About The Typeface The words are set in ink on the pulped innards of trees. The idea for words comes first from Sumeria as wedges in wet clay: tales of what came before, lost to flood and forgetfulness. The shapes of the letters formed in Phoenicia, and sorted themselves into vowels and consonants - each breath a brush stroke traced by hand on the skins of animals, or anything else that would bear a mark the shattered jar’s wine leaving drunken trails of words in clay. Ostraca and papyrus: in the land of forever, something besides flesh that would fade, crumble to nothing - thoughts held in fragile vessels. The guttural language of English, bastard child of French and German, descends (most likely … at least, possibly) from the steppes of Russia the words for sky, for father, for the god that was both of those. But none for the chasm between the thought and its capture wild lines on stone, begging to be free – * * * Storm Season The old men in the village told us how the roaring of thunder was really the bellowing of walruses who, long ago, when the Great Winter held the seas in a fist of ice had forsaken the waters, and learned how to fly. Their great cloud bodies, grey and white in the winter sky, swam ponderously through the ocean of air. fighting, come the breeding time lightning spearing the ground their great yellowed tusks - with groaning thuds they crashed together the spray from their bodies fell as rain, as fresh water, so long from the ocean they have forgotten the taste of salt. * * * The Mercator Projection Upon a far and lonesome shore past the shipwrecked shallows Sargasso gulfs and sirens seaweed, her salty hair the flag made fast to catch what winds might beckon us onward no home beyond this hull.

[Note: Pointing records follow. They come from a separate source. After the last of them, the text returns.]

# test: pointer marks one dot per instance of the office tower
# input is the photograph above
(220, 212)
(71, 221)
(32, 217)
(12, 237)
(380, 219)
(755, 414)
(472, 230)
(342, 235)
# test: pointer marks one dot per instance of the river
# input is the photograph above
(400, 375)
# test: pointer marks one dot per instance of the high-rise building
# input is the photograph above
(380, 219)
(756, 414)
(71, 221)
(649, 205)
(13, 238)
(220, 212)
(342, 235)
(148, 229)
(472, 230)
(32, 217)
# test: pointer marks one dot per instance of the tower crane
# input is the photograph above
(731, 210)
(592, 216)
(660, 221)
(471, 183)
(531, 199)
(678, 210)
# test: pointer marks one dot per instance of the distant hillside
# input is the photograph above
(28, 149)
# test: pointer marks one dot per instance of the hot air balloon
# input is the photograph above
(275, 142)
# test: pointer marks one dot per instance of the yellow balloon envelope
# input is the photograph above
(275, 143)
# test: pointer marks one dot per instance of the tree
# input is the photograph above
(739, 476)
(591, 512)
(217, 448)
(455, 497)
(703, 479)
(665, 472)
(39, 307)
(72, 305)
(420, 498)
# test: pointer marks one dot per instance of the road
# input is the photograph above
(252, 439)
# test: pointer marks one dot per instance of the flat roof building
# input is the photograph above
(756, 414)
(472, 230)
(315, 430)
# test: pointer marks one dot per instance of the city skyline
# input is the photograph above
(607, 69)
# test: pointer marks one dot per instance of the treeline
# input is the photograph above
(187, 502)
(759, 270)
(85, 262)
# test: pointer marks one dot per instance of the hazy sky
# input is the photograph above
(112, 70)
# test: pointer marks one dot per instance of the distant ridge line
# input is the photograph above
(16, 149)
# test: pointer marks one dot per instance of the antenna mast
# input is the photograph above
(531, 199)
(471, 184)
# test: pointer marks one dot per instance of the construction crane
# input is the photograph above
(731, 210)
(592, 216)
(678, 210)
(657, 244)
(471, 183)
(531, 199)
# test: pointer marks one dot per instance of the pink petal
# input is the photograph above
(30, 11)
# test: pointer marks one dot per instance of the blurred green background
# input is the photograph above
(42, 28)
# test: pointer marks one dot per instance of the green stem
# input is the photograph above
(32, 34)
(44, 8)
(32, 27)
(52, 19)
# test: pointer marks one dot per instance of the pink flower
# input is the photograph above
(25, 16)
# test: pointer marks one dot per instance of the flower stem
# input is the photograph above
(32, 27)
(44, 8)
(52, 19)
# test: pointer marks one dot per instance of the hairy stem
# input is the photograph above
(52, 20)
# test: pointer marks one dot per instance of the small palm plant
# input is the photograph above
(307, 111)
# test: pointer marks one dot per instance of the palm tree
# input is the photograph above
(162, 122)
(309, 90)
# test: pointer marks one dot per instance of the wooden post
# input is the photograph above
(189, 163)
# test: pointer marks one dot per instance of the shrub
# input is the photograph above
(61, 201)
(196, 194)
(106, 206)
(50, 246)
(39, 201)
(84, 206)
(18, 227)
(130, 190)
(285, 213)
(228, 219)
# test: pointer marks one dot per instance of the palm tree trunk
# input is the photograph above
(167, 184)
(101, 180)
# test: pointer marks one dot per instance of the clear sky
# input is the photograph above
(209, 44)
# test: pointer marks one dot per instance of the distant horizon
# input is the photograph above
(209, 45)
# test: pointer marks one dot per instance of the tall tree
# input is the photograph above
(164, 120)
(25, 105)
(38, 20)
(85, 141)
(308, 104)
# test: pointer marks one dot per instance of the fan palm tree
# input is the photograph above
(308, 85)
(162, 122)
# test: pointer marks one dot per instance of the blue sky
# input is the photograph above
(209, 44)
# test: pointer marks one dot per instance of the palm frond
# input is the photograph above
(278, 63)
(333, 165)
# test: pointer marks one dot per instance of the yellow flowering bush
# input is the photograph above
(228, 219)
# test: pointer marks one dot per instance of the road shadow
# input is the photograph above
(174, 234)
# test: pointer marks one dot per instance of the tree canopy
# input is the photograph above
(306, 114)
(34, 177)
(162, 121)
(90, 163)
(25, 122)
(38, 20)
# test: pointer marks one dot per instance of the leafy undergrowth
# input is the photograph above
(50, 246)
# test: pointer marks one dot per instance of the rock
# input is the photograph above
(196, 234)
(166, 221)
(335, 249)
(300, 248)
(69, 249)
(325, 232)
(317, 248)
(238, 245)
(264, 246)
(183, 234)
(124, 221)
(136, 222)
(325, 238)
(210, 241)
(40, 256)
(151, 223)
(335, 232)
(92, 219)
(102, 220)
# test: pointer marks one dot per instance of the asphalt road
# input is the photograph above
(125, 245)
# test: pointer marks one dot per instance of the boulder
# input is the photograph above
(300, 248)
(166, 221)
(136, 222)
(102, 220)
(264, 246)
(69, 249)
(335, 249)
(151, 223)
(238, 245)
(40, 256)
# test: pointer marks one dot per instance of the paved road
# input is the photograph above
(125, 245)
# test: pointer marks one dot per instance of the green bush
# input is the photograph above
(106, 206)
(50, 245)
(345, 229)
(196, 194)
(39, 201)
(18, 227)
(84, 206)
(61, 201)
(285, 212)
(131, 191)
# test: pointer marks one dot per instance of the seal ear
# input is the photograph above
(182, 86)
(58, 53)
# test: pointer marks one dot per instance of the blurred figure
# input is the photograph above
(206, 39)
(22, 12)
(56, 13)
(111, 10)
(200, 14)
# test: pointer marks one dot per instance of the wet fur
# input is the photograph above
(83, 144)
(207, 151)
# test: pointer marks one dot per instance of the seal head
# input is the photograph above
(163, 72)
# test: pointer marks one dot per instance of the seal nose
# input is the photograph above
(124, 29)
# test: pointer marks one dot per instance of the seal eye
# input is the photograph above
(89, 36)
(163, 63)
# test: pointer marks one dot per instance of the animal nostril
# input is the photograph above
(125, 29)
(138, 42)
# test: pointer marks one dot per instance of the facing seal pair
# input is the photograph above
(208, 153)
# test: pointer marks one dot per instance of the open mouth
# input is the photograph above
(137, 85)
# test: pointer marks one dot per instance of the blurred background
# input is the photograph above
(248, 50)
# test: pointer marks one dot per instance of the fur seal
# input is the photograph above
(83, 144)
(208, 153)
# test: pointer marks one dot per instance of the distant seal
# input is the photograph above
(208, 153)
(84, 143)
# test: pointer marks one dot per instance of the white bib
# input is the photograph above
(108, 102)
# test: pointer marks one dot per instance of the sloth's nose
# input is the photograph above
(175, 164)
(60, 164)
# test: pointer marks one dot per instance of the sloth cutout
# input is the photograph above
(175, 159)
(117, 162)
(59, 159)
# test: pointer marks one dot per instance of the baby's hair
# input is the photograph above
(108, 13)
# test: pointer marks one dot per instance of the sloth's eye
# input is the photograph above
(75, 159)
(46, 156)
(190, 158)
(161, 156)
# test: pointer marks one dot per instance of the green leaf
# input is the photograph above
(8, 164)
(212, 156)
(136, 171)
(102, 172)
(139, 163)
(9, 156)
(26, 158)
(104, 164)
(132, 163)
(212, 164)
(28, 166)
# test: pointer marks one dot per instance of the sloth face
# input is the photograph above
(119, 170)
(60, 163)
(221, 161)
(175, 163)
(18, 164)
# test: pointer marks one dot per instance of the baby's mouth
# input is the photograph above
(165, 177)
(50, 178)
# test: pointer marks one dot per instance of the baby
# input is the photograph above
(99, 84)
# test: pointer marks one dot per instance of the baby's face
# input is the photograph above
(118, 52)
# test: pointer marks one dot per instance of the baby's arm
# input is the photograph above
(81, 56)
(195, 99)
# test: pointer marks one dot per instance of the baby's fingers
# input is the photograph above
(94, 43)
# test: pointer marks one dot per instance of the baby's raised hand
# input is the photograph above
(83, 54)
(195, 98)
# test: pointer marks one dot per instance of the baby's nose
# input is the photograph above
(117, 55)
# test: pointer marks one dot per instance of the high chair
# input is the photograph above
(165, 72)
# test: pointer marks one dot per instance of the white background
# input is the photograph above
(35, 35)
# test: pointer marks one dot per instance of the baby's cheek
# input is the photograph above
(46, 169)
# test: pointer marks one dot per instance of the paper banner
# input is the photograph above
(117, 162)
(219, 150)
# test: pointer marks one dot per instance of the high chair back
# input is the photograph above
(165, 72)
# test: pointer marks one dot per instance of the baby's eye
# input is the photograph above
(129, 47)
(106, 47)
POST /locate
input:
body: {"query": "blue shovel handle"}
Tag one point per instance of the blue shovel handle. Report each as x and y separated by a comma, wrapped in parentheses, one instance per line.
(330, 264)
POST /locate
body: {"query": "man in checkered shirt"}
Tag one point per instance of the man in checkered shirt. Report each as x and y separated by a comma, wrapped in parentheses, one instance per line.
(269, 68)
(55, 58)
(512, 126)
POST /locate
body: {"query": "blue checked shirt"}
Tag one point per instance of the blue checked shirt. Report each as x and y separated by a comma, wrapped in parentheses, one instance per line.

Fresh from the horse latitudes leering lullabies on lunatic swells where the waves wash clean the mountain's bones, mooring in this uncharted place, the sand a fever dream of virgin white, none have come this way before, in the silent bay when we turn our prow to kiss the deeper blue, our footsteps too will vanish.
Don Raymond lives in the tiny hamlet of Alturas, CA, where he corrupts America’s youth as a substitute teacher. He has also worked as a lightbulb salesman and as the manager of an Egyptian Museum, and once didn’t make a left turn at Albuquerque. You can read more of his work at Architrave Press and The Molotov Cocktail.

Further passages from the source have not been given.